The man in question is August Brill, ageing, recently widowed, unsteady on his feet and "alone in the dark, turning the world around in my head as I struggle through another bout of insomnia". To help him make it through the night, August tells himself a story about Owen Brick, a Brooklyn children's magician who wakes up one morning in a war zone. Following a disputed presidential election, several states have said they are devolving from the union, and President Bush has declared war.
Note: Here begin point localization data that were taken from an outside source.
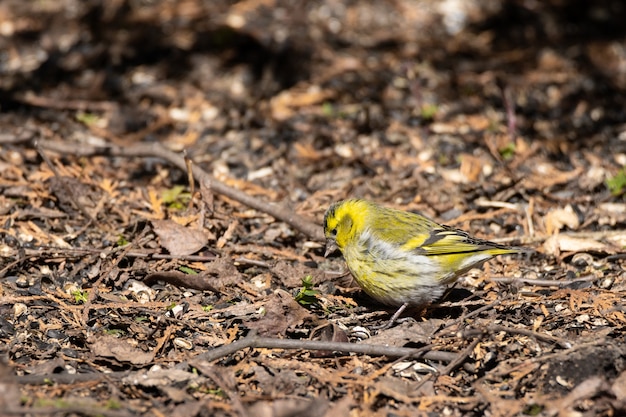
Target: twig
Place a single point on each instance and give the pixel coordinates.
(461, 357)
(232, 393)
(494, 328)
(542, 282)
(156, 150)
(68, 190)
(254, 341)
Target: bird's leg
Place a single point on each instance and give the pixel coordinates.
(393, 318)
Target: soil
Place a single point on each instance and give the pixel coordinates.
(165, 167)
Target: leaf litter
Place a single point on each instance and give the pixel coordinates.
(121, 279)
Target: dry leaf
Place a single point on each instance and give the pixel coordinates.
(564, 243)
(282, 313)
(556, 219)
(112, 347)
(177, 239)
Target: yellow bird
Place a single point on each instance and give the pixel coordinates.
(401, 258)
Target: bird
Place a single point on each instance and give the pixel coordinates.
(401, 258)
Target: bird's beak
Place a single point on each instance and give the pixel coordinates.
(331, 246)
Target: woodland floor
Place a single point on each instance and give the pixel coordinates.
(124, 266)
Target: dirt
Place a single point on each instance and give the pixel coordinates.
(164, 171)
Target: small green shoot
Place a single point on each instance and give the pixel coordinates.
(428, 111)
(307, 295)
(176, 197)
(617, 184)
(80, 296)
(87, 118)
(533, 410)
(508, 152)
(188, 270)
(328, 109)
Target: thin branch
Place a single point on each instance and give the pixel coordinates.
(255, 341)
(494, 328)
(309, 228)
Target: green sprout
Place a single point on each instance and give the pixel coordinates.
(176, 197)
(80, 296)
(121, 241)
(617, 184)
(187, 270)
(508, 152)
(307, 295)
(428, 111)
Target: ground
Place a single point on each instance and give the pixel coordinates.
(164, 171)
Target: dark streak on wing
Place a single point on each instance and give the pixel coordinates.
(329, 213)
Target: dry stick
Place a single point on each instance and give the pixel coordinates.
(254, 341)
(307, 227)
(494, 328)
(66, 187)
(231, 392)
(543, 282)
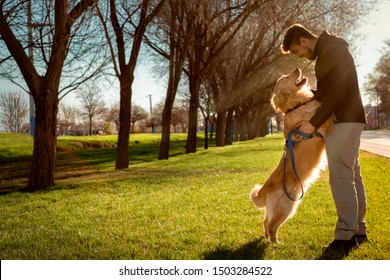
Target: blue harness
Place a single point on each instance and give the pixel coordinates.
(290, 147)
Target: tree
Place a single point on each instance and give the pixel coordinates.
(378, 84)
(175, 17)
(44, 82)
(137, 114)
(126, 19)
(13, 111)
(66, 117)
(92, 104)
(214, 25)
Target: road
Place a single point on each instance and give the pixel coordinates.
(376, 142)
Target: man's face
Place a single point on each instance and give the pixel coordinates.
(301, 51)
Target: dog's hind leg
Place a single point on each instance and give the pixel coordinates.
(274, 223)
(266, 234)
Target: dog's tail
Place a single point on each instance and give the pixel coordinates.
(258, 196)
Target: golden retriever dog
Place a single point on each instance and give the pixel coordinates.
(282, 192)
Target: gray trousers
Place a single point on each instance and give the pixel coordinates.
(342, 149)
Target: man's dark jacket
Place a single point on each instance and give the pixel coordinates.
(337, 82)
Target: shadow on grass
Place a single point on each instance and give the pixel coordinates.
(253, 250)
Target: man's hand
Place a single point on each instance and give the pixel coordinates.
(305, 127)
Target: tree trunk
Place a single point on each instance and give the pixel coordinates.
(44, 154)
(221, 116)
(193, 115)
(122, 151)
(229, 128)
(206, 138)
(166, 125)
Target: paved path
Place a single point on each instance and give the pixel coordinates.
(376, 142)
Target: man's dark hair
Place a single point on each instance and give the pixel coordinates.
(293, 36)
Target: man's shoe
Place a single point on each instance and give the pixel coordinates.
(340, 248)
(361, 238)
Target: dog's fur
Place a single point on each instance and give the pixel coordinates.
(293, 97)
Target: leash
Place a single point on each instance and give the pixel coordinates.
(290, 147)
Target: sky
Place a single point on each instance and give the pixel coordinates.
(376, 30)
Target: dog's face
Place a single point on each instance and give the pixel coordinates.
(290, 91)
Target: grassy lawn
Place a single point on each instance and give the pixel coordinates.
(193, 206)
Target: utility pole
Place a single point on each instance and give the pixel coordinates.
(31, 56)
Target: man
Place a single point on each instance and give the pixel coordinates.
(338, 92)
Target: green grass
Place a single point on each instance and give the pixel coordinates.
(193, 206)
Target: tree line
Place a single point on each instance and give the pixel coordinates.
(226, 53)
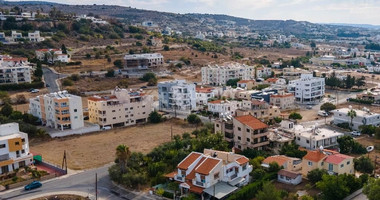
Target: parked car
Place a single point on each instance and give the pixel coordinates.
(355, 133)
(33, 185)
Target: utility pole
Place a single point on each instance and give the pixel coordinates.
(96, 186)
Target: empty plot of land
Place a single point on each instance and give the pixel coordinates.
(94, 150)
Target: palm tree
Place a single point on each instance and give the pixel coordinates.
(122, 154)
(352, 115)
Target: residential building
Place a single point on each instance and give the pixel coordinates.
(249, 132)
(212, 173)
(288, 163)
(258, 109)
(223, 108)
(289, 177)
(203, 95)
(246, 84)
(263, 72)
(307, 89)
(59, 110)
(15, 70)
(219, 75)
(363, 117)
(123, 108)
(283, 100)
(333, 162)
(176, 95)
(14, 148)
(143, 61)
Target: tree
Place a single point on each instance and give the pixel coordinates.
(6, 110)
(316, 175)
(333, 187)
(364, 165)
(295, 116)
(327, 107)
(110, 73)
(122, 154)
(269, 192)
(193, 119)
(155, 117)
(352, 115)
(371, 190)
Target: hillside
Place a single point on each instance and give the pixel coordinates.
(190, 23)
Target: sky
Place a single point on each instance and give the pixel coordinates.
(317, 11)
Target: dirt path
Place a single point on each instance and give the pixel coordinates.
(94, 150)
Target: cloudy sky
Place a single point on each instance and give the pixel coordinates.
(319, 11)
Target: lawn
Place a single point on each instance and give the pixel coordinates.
(98, 149)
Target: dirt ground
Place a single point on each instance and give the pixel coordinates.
(94, 150)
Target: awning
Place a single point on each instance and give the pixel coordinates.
(220, 190)
(236, 181)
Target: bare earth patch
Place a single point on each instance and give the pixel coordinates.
(94, 150)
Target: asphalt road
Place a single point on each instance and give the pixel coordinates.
(83, 182)
(50, 77)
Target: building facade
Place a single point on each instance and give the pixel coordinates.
(59, 110)
(122, 108)
(14, 148)
(219, 75)
(176, 95)
(307, 89)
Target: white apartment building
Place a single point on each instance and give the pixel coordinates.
(59, 110)
(203, 95)
(176, 95)
(14, 148)
(219, 75)
(223, 108)
(143, 61)
(15, 70)
(263, 72)
(363, 117)
(123, 108)
(307, 89)
(212, 173)
(52, 55)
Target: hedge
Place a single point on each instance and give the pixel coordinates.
(8, 87)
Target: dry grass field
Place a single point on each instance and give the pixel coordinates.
(97, 149)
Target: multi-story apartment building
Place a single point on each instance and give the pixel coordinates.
(223, 108)
(123, 108)
(307, 89)
(258, 109)
(282, 100)
(219, 75)
(203, 95)
(333, 162)
(14, 70)
(143, 61)
(249, 132)
(59, 110)
(14, 148)
(52, 55)
(363, 117)
(212, 174)
(176, 95)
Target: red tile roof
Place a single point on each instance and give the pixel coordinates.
(289, 174)
(251, 121)
(314, 156)
(207, 165)
(337, 158)
(242, 160)
(190, 159)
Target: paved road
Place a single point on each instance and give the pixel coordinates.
(50, 78)
(83, 182)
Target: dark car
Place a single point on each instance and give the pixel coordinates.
(33, 185)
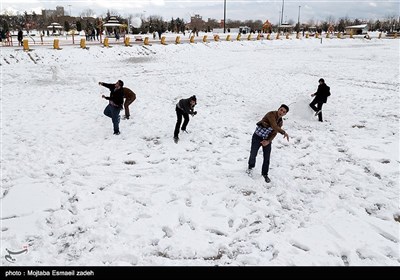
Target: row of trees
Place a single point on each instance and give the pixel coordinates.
(156, 23)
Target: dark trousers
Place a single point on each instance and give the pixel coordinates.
(179, 114)
(255, 146)
(317, 108)
(113, 112)
(128, 101)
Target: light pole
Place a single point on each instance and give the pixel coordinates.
(298, 21)
(224, 14)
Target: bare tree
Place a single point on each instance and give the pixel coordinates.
(87, 13)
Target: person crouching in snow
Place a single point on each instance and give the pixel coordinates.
(265, 132)
(116, 100)
(184, 107)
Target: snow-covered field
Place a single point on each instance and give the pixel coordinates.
(74, 194)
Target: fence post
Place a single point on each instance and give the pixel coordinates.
(83, 43)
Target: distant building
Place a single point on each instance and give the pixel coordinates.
(244, 29)
(197, 23)
(58, 12)
(357, 29)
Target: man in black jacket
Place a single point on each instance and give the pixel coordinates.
(321, 96)
(116, 100)
(183, 108)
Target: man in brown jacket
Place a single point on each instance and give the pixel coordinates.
(129, 96)
(265, 132)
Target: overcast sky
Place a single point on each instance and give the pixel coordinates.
(235, 10)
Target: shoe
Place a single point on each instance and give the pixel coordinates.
(249, 172)
(267, 178)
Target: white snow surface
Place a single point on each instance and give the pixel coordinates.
(72, 193)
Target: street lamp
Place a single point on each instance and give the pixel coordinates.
(298, 21)
(224, 14)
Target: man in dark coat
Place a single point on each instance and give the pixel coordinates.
(129, 96)
(321, 96)
(183, 108)
(116, 100)
(20, 36)
(267, 129)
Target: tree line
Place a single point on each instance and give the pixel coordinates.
(156, 23)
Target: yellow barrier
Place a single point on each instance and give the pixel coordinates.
(56, 44)
(26, 45)
(83, 43)
(127, 41)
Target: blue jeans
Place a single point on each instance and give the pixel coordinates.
(255, 146)
(317, 108)
(179, 114)
(113, 112)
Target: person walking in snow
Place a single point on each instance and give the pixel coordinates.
(320, 97)
(129, 96)
(184, 107)
(116, 99)
(265, 132)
Sounds fantastical? Well get a load of Brick's task, which is, a superior officer informs him, to assassinate the man responsible for all this chaos. No, not Dubya, but that dastardly book critic Brill, because "he owns the war. He invented it, and everything that happens or is about to happen is in his head. Eliminate that head, and the war stops. It's that simple." I love the confidence of that last order – less military bark than barking mad. Unfair, perhaps, to expect a sergeant in the US army to be up to speed on self-reflexive narratology, but even Captain Mainwaring could see that doing away with the chap who's writing your lines will likely do you no favours.
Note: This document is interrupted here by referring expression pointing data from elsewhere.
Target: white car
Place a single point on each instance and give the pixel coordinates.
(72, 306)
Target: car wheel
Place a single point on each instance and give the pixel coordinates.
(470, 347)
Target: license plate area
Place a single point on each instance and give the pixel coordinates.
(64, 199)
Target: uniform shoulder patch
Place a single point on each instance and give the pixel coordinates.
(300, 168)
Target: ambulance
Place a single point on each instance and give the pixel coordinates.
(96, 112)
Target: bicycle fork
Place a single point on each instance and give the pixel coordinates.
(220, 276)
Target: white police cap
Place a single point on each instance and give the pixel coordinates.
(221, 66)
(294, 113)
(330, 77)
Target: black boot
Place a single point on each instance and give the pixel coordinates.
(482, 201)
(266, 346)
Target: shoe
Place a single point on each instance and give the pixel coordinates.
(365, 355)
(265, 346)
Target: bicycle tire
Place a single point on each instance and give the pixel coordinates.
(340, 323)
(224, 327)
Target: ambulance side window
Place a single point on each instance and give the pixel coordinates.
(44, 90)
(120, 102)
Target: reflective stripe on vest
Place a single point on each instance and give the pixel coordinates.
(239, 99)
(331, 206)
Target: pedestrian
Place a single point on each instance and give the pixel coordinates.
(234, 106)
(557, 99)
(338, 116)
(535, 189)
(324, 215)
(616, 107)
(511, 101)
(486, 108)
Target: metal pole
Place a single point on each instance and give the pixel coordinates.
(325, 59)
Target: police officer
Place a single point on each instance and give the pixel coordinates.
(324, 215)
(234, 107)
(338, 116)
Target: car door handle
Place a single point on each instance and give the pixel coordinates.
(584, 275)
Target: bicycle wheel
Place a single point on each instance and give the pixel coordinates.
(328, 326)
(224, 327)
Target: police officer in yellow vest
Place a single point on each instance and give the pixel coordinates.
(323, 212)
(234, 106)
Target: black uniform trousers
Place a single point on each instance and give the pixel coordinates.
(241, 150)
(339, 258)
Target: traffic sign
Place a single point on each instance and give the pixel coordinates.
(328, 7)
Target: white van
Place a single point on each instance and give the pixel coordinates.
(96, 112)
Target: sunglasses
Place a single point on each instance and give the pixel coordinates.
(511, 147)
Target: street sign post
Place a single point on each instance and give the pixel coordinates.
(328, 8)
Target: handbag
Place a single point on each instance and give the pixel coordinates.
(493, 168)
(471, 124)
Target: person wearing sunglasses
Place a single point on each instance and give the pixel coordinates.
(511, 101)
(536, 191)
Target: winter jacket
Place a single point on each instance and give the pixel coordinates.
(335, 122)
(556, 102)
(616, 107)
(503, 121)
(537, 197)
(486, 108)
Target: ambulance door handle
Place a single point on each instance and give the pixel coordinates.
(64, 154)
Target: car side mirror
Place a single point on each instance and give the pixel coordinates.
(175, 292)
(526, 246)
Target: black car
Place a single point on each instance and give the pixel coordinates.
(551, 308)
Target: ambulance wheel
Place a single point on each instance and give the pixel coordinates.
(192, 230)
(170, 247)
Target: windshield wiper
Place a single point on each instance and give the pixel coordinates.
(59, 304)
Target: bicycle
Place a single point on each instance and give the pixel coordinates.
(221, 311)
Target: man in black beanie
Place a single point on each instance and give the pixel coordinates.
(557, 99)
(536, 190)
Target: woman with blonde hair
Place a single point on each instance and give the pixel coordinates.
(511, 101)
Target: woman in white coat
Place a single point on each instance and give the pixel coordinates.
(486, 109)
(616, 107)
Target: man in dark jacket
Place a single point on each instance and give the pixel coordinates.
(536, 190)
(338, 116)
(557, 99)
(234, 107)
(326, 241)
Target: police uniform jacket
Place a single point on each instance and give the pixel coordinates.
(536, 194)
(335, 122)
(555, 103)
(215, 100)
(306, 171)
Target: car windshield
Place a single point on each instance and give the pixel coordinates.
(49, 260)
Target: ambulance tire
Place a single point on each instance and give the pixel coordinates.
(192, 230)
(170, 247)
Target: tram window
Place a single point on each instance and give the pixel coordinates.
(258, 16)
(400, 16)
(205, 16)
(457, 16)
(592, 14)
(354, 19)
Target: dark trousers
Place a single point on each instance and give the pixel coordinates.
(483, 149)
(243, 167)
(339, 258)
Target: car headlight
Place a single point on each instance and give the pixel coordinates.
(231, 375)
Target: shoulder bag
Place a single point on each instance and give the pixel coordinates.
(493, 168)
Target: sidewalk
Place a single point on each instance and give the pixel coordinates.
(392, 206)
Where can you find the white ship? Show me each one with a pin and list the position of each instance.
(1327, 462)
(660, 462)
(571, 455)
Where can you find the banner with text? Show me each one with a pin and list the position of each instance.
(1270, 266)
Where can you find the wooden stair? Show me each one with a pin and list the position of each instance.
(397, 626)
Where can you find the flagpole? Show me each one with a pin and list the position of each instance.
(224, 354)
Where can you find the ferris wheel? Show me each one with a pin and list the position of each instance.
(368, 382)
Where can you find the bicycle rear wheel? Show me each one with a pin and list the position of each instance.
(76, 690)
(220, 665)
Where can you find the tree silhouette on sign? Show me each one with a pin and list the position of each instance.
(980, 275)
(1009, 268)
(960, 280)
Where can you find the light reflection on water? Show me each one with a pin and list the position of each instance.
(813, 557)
So far, so Austeresque, but then things begin to work the other way round. Brill might not actually finish his soldiers off but he does finish with them: two-thirds of the way through the novel he switches focus from fantasy to real-life – the life he shares with his middle-aged daughter Miriam, "who has slept alone for five years", and her 23-year-old daughter Katya, who has slept alone ever since her boyfriend Titus took himself off to Iraq where he was beheaded by terrorists who put video footage of their slaughters on the web.
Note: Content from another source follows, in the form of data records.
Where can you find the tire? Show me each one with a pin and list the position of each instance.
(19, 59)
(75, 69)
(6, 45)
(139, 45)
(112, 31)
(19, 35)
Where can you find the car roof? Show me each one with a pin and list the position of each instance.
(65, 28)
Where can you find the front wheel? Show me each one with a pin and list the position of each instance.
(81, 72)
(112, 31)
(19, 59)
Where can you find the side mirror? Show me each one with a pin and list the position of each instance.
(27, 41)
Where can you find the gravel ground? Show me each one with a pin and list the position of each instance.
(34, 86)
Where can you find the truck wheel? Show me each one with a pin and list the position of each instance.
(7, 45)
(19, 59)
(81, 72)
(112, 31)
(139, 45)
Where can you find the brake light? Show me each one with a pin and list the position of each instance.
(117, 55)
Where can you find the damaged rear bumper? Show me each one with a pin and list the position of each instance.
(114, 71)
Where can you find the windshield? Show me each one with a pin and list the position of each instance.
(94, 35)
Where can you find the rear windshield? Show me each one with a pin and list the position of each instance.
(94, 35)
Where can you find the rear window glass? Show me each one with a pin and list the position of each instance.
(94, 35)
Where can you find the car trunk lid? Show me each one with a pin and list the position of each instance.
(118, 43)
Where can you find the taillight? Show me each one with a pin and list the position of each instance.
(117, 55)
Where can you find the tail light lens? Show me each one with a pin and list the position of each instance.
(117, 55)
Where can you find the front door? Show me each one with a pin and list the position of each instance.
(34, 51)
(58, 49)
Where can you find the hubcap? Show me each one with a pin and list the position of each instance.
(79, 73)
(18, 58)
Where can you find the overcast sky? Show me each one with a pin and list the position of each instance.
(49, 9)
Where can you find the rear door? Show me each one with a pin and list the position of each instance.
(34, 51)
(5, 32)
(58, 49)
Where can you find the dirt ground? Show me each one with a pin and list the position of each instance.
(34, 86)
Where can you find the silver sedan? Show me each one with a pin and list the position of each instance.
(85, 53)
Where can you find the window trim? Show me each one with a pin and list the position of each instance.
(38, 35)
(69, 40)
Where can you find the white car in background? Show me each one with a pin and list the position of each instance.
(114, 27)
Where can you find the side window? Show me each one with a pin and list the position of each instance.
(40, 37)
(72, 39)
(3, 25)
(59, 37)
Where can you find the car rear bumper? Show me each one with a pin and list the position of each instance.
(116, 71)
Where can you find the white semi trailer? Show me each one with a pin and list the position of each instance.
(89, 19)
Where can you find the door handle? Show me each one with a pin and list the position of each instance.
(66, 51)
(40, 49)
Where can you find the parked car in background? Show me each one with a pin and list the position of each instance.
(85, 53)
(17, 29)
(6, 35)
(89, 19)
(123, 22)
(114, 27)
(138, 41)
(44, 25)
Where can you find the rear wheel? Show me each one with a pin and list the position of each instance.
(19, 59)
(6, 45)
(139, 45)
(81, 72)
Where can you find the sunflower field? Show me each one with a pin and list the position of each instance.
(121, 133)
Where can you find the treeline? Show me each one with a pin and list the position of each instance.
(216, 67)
If that sounds like a downer, all I can say is that you close Man in the Dark feeling sunny enough. As Brill comforts Katya by telling her how he courted her grandmother, how they parted and came back together, how he misses her more than he could have ever thought possible, Auster summons and sustains a heartfelt tone utterly new to – and yet of a piece with – the more abstract aspects of his story-telling. After a dozen novels one is used to watching him break new ground. This time Paul Auster breaks your heart too.